Mensagem que circulou em grupos de WhatsApp de servidores dos cartórios

As falas do presidente não demoraram a produzir efeito. Uma mensagem de WhatsApp encaminhada para grupos de servidores requisitados dos cartórios eleitorais e de chefes de cartório convocava as pessoas a “tocar o terror” e “surrar” juízes eleitorais e “diretores (sic) de cartórios”. Uma faixa em defesa do voto impresso foi colocada na frente de um cartório eleitoral de Bebedouro, no interior do estado, e a foto também se espalhou em grupos de WhatsApp.

“Isso deixou o ambiente tenso; é claro que os servidores que trabalham comigo estão assustados”, revelou o chefe de cartório de outra cidade do interior paulista, que preferiu não se identificar. Ele conversou com o juiz eleitoral do município, que por sua vez entrou em contato com a prefeitura. Disso resultou a instalação de uma câmera de vigilância na praça em frente ao cartório.

“Não vejo ameaça na minha cidade, mas tudo vai depender do que esse grupo do Bolsonaro vai orquestrar até as eleições; nosso medo maior é esse”, afirma o servidor. “Em grupos de chefes de cartório conversamos sobre a possibilidade de essa situação piorar nas eleições. Temos medo do comportamento de eleitores mal-intencionados, que vêm causar tumulto dentro das seções.”

“Parasitas”

Para os servidores ouvidos pela reportagem, está claro que o objetivo do presidente é tumultuar as eleições. “Talvez o maior absurdo das acusações do Bolsonaro seja dizer que houve fraude e que tinha provas disso, mas ‘desdizer’ na live dele”, opina Lutemberg Souza.

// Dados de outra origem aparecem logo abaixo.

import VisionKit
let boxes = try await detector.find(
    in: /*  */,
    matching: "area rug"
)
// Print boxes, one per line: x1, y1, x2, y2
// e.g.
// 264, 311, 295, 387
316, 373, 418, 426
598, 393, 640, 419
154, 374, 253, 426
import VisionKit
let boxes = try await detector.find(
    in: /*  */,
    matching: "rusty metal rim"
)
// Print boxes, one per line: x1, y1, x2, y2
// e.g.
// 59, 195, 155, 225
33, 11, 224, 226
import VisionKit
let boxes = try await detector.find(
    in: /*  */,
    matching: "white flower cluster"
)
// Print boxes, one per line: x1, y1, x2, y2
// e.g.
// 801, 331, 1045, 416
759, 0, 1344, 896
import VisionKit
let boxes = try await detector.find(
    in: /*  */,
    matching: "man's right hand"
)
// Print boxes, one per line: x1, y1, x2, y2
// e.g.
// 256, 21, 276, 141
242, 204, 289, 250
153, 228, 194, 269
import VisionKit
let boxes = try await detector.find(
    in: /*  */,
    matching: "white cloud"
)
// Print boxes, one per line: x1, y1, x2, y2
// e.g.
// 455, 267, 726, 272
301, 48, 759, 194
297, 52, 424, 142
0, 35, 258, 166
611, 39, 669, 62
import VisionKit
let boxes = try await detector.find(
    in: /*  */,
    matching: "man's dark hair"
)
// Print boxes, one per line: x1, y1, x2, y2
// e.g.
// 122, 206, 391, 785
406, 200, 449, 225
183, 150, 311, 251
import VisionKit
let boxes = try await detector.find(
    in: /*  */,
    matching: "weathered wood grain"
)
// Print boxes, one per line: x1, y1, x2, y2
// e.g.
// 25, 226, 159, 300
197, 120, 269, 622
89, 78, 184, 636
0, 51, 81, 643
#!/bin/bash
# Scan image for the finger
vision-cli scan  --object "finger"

Em 29 de julho, o presidente transmitiu uma live em que admitiu não ter provas de fraude nas eleições, mas apresentou o que chamou de “indícios”: reportagens antigas sobre denúncias de fraude, que já haviam sido desmentidas. Ele afirmou ainda que o código-fonte de uma urna eletrônica havia sido acessado – informação que consta de inquérito sigiloso da Polícia Federal.

Lutemberg explica, porém, que não há relação entre o acesso ao código-fonte e a integridade das urnas. “Os programas são assinados digitalmente e não admitem mudança. Se houver alteração, não funcionam”, afirma. “Quando recebemos pela rede interna os programas para inseminar as urnas, somos obrigados a auditá-los e permitimos que algumas instituições também o façam, como a OAB e o Ministério Público. Ou seja, para acontecer alguma coisa, precisaria haver uma rede de enganos muito grande.”

Os servidores consideram que o TSE demorou para responder aos ataques de Bolsonaro e que agora se tornaram um dos alvos preferenciais dos apoiadores do presidente. “As pessoas vão atacar o que está mais próximo, os servidores da Justiça Eleitoral, não só os prédios”, prevê o diretor de base Elizaldo Veríssimo.

Com a proposta de ‘reforma’ administrativa embalada pelo discurso de que o funcionalismo público é privilegiado, a incitação bolsonarista ganha mais um argumento.

“Da maneira como a reforma está sendo apresentada, com o [Paulo] Guedes falando que somos parasitas, que vai colocar uma granada no nosso bolso, que somos responsáveis pelo déficit na Previdência, etc., viemos sofrendo uma campanha de depreciação durante todo esse tempo”, diz o chefe de cartório do interior paulista, que preferiu o anonimato. “Seremos apontados na eleição não só como funcionários que alteram votos e manipulam urnas eletrônicas, mas também como os parasitas que o eleitor sustenta”.